Unwinding the Judgment of Solomon

wreckedTrees1Among writers of Y/A novels, Neal Shusterman has shown some of the most acute insight into social processes. Nowhere is this stronger than in his novel Unwind and its sequel Unwholly. In this dystopian novel, a civil war in the U.S. over reproductive  was suddenly brought to an end with an agreement that abortion would be illegal under all circumstances, but that all young people between the ages of thirteen and eighteen could be handed over by parents or guardians to be unwound, a harvesting of 98% of body tissue for medical transplants to other people.

This scenario is a classic example of a violent society making peace at the expense of victims. In Unwind, a troubled teen boy whose parents found too troublesome when they had such an easy out, a girl raised in a state orphanage where many surplus babies go who wasn’t quite talented enough to be worth keeping when the facility needs space for other surplus children, and a boy who was a tithe, the tenth child in a family in a group that gave the tenth child in a family to be unwound as a gift back to “god” and society.

Although the reader may rightly react to the idea with horror, the dystopian “solution” is not that surprising to anyone who has studied René Girard and his colleagues who have demonstrated that this type of “solution” to conflict is common in almost all societies since the dawn of humanity.
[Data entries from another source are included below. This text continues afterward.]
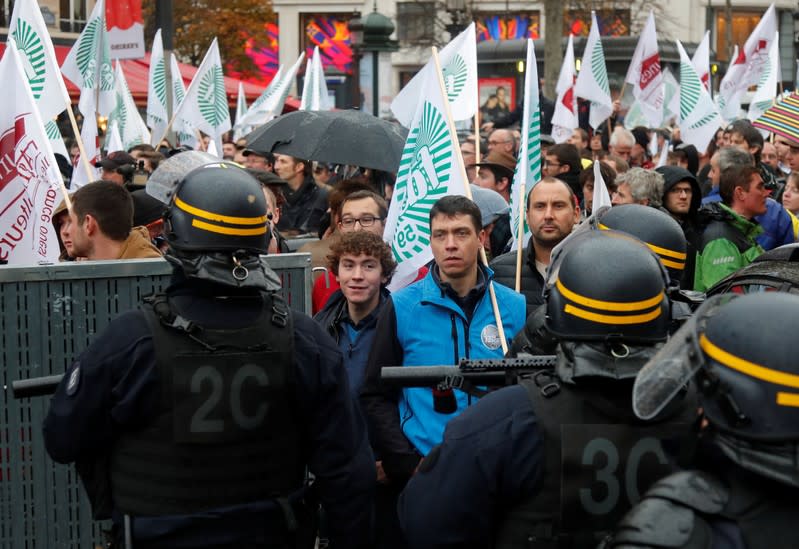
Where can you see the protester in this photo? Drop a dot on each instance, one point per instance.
(227, 472)
(552, 212)
(728, 242)
(100, 225)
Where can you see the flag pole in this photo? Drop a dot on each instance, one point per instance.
(460, 166)
(79, 141)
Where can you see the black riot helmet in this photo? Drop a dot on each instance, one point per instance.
(218, 207)
(607, 286)
(747, 374)
(656, 229)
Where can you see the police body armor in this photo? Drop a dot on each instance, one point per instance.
(697, 510)
(599, 460)
(224, 433)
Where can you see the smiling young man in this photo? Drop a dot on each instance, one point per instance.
(438, 320)
(728, 242)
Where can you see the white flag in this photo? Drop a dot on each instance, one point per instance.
(699, 117)
(564, 118)
(38, 58)
(88, 134)
(131, 127)
(427, 172)
(157, 88)
(645, 76)
(747, 65)
(528, 167)
(601, 195)
(592, 82)
(240, 129)
(315, 96)
(113, 142)
(767, 87)
(701, 60)
(29, 189)
(186, 133)
(270, 103)
(459, 69)
(205, 106)
(88, 65)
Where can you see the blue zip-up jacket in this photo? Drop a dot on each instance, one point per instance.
(425, 326)
(776, 222)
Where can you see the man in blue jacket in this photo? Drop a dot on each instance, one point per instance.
(438, 320)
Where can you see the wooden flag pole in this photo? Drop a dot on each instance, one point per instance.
(460, 166)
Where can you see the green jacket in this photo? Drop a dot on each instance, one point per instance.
(727, 244)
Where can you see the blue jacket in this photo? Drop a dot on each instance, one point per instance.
(425, 326)
(776, 222)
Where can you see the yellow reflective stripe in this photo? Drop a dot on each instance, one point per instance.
(609, 305)
(787, 399)
(672, 264)
(668, 253)
(210, 227)
(612, 319)
(745, 367)
(211, 216)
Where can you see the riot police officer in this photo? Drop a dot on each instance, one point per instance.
(745, 493)
(204, 408)
(555, 460)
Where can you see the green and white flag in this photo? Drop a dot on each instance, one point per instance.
(157, 88)
(205, 106)
(459, 69)
(186, 133)
(528, 167)
(88, 66)
(767, 87)
(270, 103)
(315, 96)
(36, 50)
(427, 171)
(132, 129)
(592, 82)
(699, 117)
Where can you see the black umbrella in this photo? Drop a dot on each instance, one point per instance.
(336, 137)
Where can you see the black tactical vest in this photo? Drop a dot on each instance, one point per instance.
(225, 432)
(599, 460)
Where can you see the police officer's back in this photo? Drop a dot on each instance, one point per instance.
(555, 460)
(204, 408)
(745, 493)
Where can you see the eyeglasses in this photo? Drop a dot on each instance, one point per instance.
(365, 221)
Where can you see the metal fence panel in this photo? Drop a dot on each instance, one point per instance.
(48, 315)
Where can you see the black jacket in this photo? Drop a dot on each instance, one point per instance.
(532, 286)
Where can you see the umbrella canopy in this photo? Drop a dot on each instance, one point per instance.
(782, 118)
(337, 137)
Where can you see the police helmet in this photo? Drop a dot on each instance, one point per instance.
(607, 286)
(656, 229)
(218, 207)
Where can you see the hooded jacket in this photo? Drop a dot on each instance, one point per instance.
(727, 244)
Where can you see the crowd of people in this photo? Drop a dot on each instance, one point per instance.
(556, 460)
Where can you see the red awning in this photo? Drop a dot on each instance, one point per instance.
(137, 74)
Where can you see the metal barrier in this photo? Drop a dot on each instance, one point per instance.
(48, 315)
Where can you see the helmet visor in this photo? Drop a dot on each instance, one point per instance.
(171, 171)
(675, 364)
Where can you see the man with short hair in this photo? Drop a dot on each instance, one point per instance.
(621, 142)
(100, 225)
(306, 202)
(496, 172)
(639, 186)
(438, 320)
(552, 213)
(728, 242)
(501, 141)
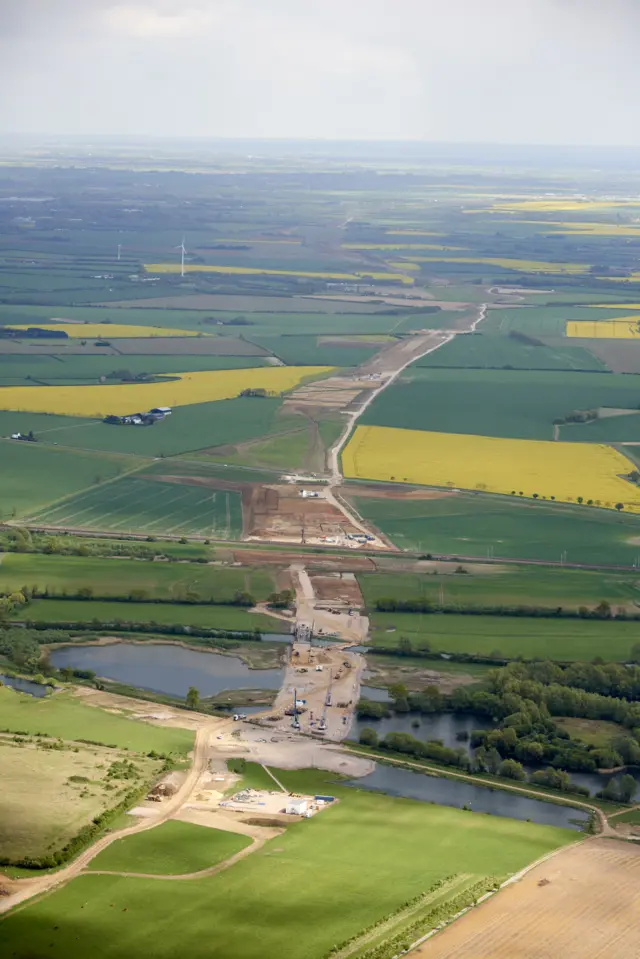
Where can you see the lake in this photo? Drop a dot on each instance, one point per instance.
(166, 669)
(25, 686)
(443, 726)
(449, 792)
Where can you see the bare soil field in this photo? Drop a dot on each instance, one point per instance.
(49, 794)
(256, 304)
(279, 512)
(397, 492)
(583, 903)
(340, 588)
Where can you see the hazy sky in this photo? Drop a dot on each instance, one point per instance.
(510, 71)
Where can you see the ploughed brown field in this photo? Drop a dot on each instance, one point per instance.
(583, 903)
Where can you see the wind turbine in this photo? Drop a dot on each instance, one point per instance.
(183, 250)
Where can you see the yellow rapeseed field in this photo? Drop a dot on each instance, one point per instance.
(122, 399)
(399, 246)
(562, 471)
(92, 331)
(624, 328)
(559, 204)
(263, 271)
(586, 228)
(524, 266)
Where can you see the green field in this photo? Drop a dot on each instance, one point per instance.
(170, 849)
(197, 427)
(64, 717)
(570, 640)
(287, 899)
(33, 475)
(480, 351)
(509, 586)
(470, 525)
(46, 369)
(509, 403)
(148, 506)
(113, 576)
(545, 321)
(164, 614)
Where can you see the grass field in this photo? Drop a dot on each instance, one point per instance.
(188, 429)
(49, 369)
(268, 271)
(171, 849)
(509, 586)
(105, 330)
(500, 352)
(571, 640)
(117, 577)
(133, 504)
(33, 475)
(473, 525)
(520, 404)
(123, 399)
(559, 471)
(246, 911)
(64, 717)
(626, 328)
(164, 614)
(42, 807)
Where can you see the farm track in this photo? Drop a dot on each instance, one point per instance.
(25, 889)
(426, 344)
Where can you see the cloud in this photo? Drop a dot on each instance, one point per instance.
(147, 22)
(540, 71)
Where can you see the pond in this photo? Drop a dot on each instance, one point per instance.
(25, 686)
(166, 669)
(450, 792)
(443, 726)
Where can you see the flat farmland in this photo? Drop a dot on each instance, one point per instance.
(148, 506)
(33, 475)
(48, 795)
(472, 525)
(565, 472)
(183, 389)
(173, 848)
(482, 351)
(63, 716)
(581, 904)
(164, 614)
(542, 320)
(188, 429)
(250, 304)
(505, 585)
(518, 404)
(565, 640)
(113, 576)
(346, 847)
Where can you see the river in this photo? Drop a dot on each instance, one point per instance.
(25, 686)
(449, 792)
(163, 668)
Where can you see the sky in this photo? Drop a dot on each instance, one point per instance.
(494, 71)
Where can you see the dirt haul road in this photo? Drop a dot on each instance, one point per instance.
(24, 889)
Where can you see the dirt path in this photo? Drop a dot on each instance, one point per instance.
(23, 889)
(426, 344)
(201, 874)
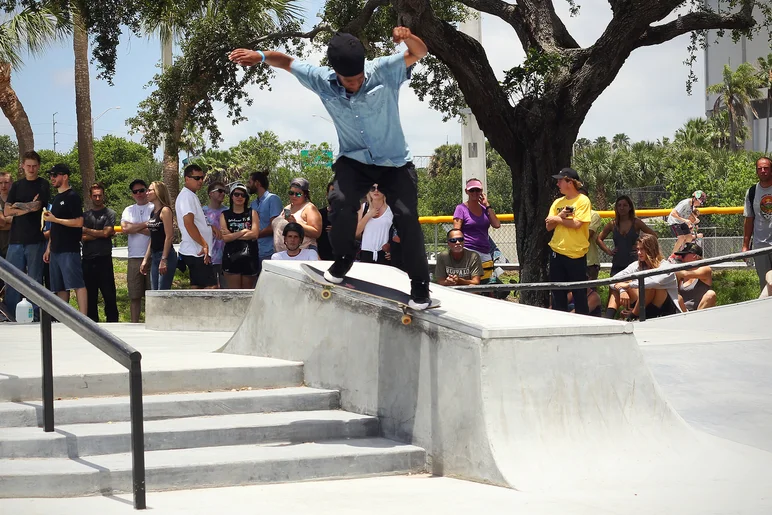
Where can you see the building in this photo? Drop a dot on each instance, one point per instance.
(722, 51)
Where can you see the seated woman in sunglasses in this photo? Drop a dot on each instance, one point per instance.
(301, 211)
(457, 265)
(374, 228)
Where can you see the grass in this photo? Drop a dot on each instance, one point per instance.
(731, 286)
(120, 266)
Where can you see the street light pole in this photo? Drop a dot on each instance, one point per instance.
(93, 120)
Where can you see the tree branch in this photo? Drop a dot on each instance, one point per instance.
(743, 19)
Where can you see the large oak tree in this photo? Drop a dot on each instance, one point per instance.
(555, 87)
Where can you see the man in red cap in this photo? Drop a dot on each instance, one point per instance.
(362, 98)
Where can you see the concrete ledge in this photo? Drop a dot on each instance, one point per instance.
(181, 310)
(494, 391)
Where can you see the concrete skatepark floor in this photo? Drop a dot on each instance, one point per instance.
(720, 382)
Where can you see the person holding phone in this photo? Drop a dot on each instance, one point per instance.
(301, 211)
(569, 217)
(473, 218)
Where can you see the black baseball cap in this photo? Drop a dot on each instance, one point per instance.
(135, 182)
(689, 248)
(567, 173)
(346, 55)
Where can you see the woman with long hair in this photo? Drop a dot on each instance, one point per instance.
(301, 211)
(661, 290)
(374, 228)
(240, 227)
(625, 229)
(474, 217)
(161, 258)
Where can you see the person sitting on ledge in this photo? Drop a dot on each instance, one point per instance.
(694, 286)
(661, 290)
(457, 265)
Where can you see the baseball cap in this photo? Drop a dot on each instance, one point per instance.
(567, 173)
(239, 186)
(300, 182)
(689, 248)
(346, 54)
(473, 183)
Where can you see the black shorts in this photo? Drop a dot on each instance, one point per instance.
(201, 275)
(243, 266)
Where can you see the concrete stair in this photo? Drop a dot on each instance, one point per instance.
(258, 432)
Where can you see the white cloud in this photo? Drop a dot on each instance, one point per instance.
(646, 101)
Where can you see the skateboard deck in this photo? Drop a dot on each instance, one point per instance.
(397, 297)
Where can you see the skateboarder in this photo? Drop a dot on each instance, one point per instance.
(362, 98)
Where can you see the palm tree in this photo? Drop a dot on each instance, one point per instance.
(735, 93)
(27, 30)
(765, 75)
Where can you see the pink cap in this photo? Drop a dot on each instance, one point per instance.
(474, 183)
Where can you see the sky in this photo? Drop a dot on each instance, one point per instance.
(647, 101)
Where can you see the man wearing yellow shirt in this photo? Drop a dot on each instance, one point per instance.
(569, 218)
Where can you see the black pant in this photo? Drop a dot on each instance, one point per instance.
(98, 276)
(400, 186)
(566, 269)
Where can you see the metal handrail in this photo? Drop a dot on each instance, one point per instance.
(103, 340)
(641, 276)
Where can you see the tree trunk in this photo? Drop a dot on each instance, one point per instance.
(542, 147)
(83, 108)
(14, 111)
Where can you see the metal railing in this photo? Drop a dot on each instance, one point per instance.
(641, 276)
(100, 338)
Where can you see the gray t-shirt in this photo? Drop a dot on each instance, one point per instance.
(465, 268)
(762, 216)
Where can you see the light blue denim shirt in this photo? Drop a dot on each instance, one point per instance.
(368, 125)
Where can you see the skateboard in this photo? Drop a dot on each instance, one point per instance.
(397, 297)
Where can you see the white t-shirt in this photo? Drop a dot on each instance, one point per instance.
(305, 255)
(762, 216)
(187, 202)
(137, 214)
(684, 210)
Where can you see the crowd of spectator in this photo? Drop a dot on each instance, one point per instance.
(223, 246)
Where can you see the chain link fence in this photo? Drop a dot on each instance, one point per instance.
(716, 240)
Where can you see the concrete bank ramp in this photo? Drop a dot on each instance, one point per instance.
(494, 391)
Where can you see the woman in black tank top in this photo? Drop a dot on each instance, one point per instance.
(625, 228)
(240, 226)
(160, 258)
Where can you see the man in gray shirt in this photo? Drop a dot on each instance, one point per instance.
(758, 218)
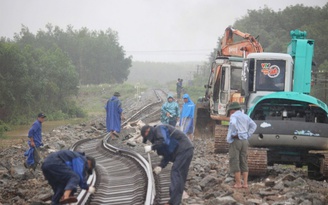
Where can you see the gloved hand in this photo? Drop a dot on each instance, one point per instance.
(92, 190)
(157, 169)
(147, 148)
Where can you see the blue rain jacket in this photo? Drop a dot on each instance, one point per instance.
(170, 107)
(168, 142)
(113, 114)
(64, 170)
(35, 132)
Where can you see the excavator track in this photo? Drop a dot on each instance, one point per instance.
(257, 161)
(220, 142)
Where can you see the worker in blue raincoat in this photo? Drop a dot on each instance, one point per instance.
(114, 114)
(64, 170)
(170, 111)
(187, 116)
(174, 146)
(34, 142)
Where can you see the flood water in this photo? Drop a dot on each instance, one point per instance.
(47, 126)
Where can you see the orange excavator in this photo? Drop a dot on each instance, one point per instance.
(242, 48)
(224, 85)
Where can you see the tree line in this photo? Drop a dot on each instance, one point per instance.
(40, 72)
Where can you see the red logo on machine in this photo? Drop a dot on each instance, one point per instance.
(272, 71)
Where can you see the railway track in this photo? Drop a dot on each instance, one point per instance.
(123, 173)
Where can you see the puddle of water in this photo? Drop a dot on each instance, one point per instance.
(47, 126)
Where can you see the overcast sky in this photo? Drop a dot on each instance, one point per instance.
(149, 30)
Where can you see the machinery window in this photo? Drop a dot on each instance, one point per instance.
(235, 79)
(270, 75)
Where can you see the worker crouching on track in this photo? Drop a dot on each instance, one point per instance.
(64, 170)
(174, 146)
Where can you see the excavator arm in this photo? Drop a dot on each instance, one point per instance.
(239, 48)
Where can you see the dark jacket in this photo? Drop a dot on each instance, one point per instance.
(168, 142)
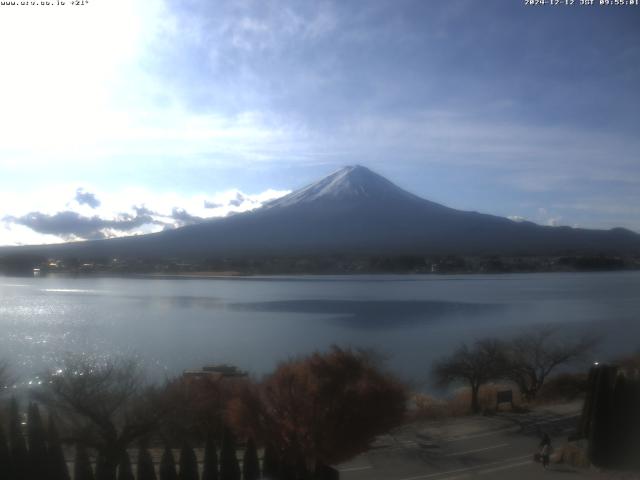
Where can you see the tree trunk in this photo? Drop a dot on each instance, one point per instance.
(475, 404)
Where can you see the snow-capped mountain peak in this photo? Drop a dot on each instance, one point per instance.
(349, 183)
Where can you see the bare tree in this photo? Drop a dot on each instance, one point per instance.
(534, 355)
(106, 407)
(321, 409)
(475, 365)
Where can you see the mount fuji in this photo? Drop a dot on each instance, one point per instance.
(354, 211)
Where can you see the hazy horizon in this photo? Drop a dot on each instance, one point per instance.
(191, 111)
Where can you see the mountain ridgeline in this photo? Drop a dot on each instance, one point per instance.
(353, 211)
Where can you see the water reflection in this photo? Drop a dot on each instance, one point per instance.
(379, 314)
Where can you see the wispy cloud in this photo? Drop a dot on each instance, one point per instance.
(112, 218)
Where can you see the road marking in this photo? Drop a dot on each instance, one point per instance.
(477, 450)
(355, 469)
(468, 469)
(478, 435)
(489, 470)
(505, 467)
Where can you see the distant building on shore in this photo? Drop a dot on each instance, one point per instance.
(215, 372)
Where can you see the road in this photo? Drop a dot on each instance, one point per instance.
(497, 447)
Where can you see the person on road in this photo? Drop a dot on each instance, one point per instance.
(545, 450)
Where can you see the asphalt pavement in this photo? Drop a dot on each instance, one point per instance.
(496, 447)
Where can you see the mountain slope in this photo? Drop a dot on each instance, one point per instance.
(355, 210)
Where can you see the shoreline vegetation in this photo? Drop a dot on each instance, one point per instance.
(289, 424)
(25, 264)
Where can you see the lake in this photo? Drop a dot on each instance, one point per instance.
(255, 322)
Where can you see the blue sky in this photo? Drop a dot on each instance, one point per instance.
(170, 106)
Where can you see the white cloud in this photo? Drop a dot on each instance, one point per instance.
(131, 211)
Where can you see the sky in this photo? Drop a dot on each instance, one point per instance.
(121, 117)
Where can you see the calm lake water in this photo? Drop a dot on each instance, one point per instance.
(255, 322)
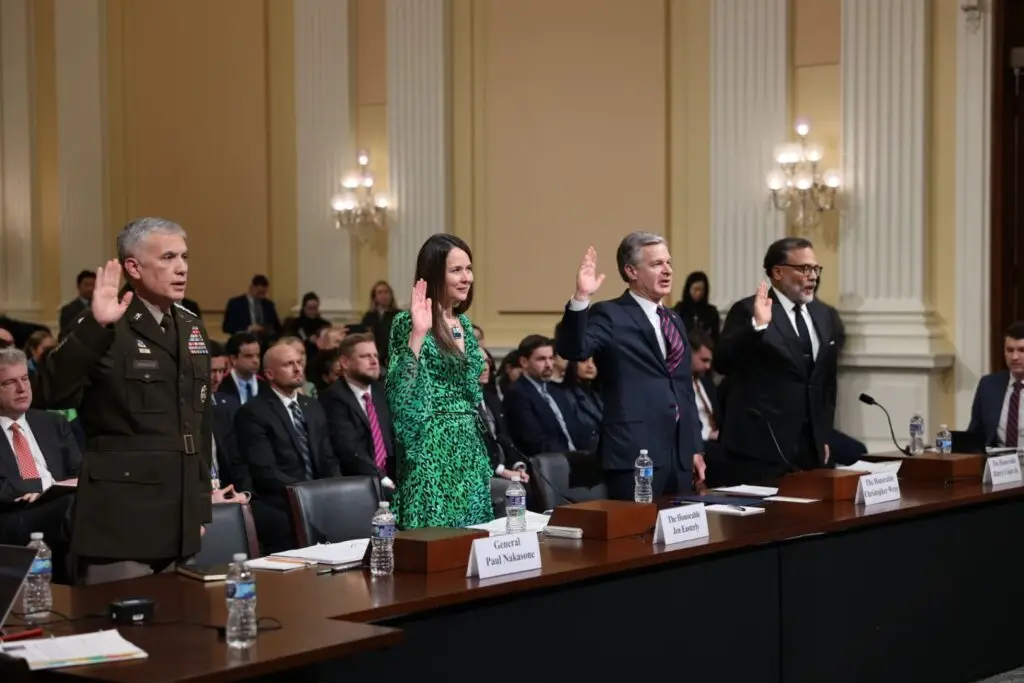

This novel and its sequels is as a midrash on the Judgment of Solomon, a story Girard cites as a prime example of the Hebrew Bible’s revelation of sacrificial violence. The two disputing mothers became indistinguishable mirror images of each other until Solomon asked for a sword and ordered that the baby be cut in half. One woman preferred the slaughter of the child to letting the other have it, but the other woman preferred the other woman have the child and so that it could live. The biblical story thus has a happy ending. Shusterman’s novel shows us what the triumph of the sacrificial woman is like for a society. As a mini-parable within the story, one of the boys on the run was signed over for unwinding because his parents were going through a bitter divorce and could only agree that they would rather nobody had their son than that the other had him and he lived.

Shusterman also shows, especially in the second book, how the culture has become highly sacrificial, with unwinding having become a way of life. The political advertising media pushes unwinding by encouraging a sense of entitlement not only to a new hand if the old is cut off, but of better, more athletic and better-looking body parts and a “brain-weave” to make one smarter. In Unwholly, a Frankenstein-like experiment has resulted in the creation of a “new” person out of unwound body parts. Sacrifice has created a sacrificial youth. Sacrifice of others has become an end in itself.

Abortion is a topic that many people have very strong opinions about. Even when one’s opinion is mixed, each part of the mix is powerful. The hazard of navigating such a severe debate is that of being so passionately sensitive to one potential victim as to harden one’s heart to others. The Judgment of Solomon and this series of novels is a solemn warning of the dangers of losing ourselves so deeply in conflict that we do not see the victims we create.  A violent situation such as the sacrificial system depicted here adds the problem of how to break the system without violence that creates more sacrificial victims. This growing problem is something Shusterman will be exploring in the subsequent volumes of the series.